Has your fixed income outperformed its risk?
Ours has. The numbers prove it.
Ours has. The numbers prove it.
The Rational Special Situations Income Fund (RFXIX) has the potential to provide attractive risk-adjusted returns for your portfolio.
Sharpe Ratio
Sharpe Ratio measures an investment’s risk-adjusted return by comparing its excess returns (above a risk-free rate) to the level of risk, or volatility, it takes.
- Sharpe Ratio of 1
For every unit of risk an investment takes, it earns one unit of reward. In other words, the investment earns a return in line with its risk. - Sharpe Ratio greater than 1
Signals that the investment is delivering better-than-expected returns for its risk. - Sharpe Ratio less than 1
Signals the investment is not compensating investors enough for the level of risk they’re taking.

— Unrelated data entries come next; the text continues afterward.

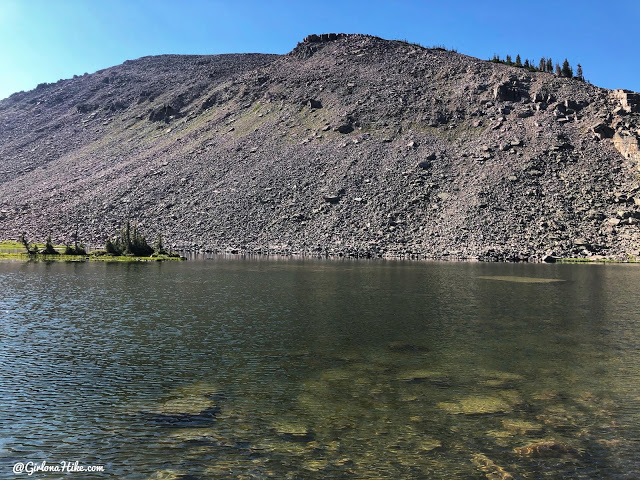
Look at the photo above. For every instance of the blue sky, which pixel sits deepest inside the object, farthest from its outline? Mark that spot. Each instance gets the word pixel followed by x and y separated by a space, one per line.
pixel 45 40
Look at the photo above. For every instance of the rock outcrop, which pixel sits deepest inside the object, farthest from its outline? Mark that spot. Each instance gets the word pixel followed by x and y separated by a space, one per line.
pixel 349 145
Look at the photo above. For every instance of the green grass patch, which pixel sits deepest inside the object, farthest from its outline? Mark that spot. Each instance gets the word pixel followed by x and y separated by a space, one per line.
pixel 91 257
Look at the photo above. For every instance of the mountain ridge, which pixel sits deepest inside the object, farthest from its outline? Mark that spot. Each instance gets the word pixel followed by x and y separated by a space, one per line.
pixel 351 145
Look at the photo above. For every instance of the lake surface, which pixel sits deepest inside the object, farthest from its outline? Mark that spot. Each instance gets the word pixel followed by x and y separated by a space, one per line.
pixel 236 368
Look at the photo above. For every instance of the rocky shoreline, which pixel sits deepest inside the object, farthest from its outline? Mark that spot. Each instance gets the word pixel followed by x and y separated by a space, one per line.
pixel 348 146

Through multiple rate environments, economic uncertainty, and rising fiscal deficits, the Rational Special Situations Income Fund (RFXIX) has managed to deliver strong risk-adjusted returns when compared to traditional fixed income benchmarks (shown in the chart below). RFXIX utilizes a strategy that, in recent years, has effectively managed the two main risks faced by fixed income investors, interest rate risk and credit risk, and combines that with an alpha generating special situations component.

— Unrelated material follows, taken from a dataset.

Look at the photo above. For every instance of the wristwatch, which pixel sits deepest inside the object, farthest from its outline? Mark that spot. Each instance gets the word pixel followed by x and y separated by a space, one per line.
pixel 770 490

Traditional fixed income may not be rewarding you for the risk you’re taking.

Source: Bloomberg LP and Rational Advisors, Inc. Past performance does not guarantee future results. The risk-free rate used for these calculations
is 0.5%. Please see important disclosures at the end of this presentation.
RFXIX primarily investments in non-agency residential mortgage-backed securities (RMBS) and a “special situations” component that seeks to exploit inefficiencies or flaws in certain debt issuances. The Fund also employs risk mitigation strategies that have reduced the impact of interest rate risk and credit risk and has led to strong risk-adjusted returns over the past five years.
RFXIX offers the potential to mitigate interest rate risk and credit risk.
Interest Rate Risk
- Aims to minimize interest rate sensitivity through a short duration portfolio (typically 1-1.5 years).
- Invests a portion of its assets in floating rate securities.
- As of 6/30/2025, RFXIX’s duration is 0.96 years.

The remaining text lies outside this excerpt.